PALANGKA RAYA — DPRD Provinsi Kalimantan Tengah mendorong pemerintah agar kebijakan rekrutmen Aparatur Sipil Negara (ASN), khususnya untuk tenaga pendidik, disusun berdasarkan kebutuhan riil di masing-masing daerah. Langkah tersebut dinilai penting untuk mengatasi kekurangan sekaligus memperbaiki ketimpangan distribusi guru, terutama di wilayah pelosok dan perdesaan.
Ketua Komisi III DPRD Kalteng, Sugiyarto, mengatakan kebutuhan tenaga pendidik di sejumlah wilayah masih tergolong tinggi.
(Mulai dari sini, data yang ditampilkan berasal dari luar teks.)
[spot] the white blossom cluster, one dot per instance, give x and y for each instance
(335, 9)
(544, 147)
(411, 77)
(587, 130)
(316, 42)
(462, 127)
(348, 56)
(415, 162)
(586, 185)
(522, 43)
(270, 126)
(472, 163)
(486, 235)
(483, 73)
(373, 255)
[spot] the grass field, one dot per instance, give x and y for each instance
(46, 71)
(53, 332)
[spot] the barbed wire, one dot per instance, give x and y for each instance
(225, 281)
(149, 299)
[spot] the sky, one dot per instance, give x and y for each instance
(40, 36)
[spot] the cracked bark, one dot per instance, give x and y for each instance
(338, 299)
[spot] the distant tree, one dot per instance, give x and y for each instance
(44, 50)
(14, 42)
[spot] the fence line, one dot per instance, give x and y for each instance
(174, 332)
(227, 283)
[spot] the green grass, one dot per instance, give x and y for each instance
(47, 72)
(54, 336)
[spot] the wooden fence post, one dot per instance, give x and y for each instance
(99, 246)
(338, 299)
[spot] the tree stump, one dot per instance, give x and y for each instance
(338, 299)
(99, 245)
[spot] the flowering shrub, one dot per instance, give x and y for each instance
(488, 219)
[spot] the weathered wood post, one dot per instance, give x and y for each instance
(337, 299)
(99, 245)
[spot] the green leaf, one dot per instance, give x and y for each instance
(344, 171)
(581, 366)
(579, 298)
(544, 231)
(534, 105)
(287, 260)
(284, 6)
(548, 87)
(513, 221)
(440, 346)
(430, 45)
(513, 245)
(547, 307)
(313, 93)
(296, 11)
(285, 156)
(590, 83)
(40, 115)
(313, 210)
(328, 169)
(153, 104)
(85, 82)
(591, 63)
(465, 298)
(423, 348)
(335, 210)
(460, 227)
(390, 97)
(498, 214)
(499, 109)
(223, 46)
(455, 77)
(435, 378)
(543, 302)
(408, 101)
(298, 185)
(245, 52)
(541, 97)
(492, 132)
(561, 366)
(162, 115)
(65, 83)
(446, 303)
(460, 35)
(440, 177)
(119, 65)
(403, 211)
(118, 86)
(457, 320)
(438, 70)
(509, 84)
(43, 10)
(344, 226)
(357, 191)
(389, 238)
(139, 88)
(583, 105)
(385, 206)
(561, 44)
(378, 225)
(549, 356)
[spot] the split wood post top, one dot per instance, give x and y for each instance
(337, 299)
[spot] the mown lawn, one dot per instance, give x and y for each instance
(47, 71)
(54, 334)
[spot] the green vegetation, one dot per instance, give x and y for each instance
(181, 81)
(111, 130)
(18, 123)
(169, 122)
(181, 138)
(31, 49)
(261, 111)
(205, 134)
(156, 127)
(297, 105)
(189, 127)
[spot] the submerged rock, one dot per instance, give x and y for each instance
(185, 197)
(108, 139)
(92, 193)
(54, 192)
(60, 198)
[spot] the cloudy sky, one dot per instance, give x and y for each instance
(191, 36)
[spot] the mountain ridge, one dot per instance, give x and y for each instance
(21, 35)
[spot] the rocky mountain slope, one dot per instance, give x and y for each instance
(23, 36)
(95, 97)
Karena itu, apabila pemerintah pusat kembali membuka rekrutmen ASN, penetapan formasi guru harus mengacu pada pemetaan kebutuhan daerah, bukan semata berdasarkan target pemenuhan kuota secara nasional.
“Kehadiran guru di daerah pelosok sangat mendesak. Jika rekrutmen ASN tenaga pendidik dibuka kembali, kami berharap kuota yang diberikan benar-benar mampu memenuhi kebutuhan guru di Kalteng,” ujar Sugiyarto di Palangka Raya, Selasa (18/8).
Menurut dia, persoalan kekurangan guru di wilayah pedalaman bukan masalah baru. Hingga kini, masih ditemukan sekolah yang mengalami keterbatasan tenaga pendidik sehingga seorang guru harus mengampu lebih dari satu mata pelajaran.
Kondisi tersebut, kata Sugiyarto, menjadi salah satu keluhan yang kerap disampaikan kepala sekolah di daerah terpencil. Keterbatasan tenaga pengajar membuat guru harus mengajar mata pelajaran di luar bidang keahlian atau latar belakang pendidikannya demi memastikan proses pembelajaran tetap berlangsung.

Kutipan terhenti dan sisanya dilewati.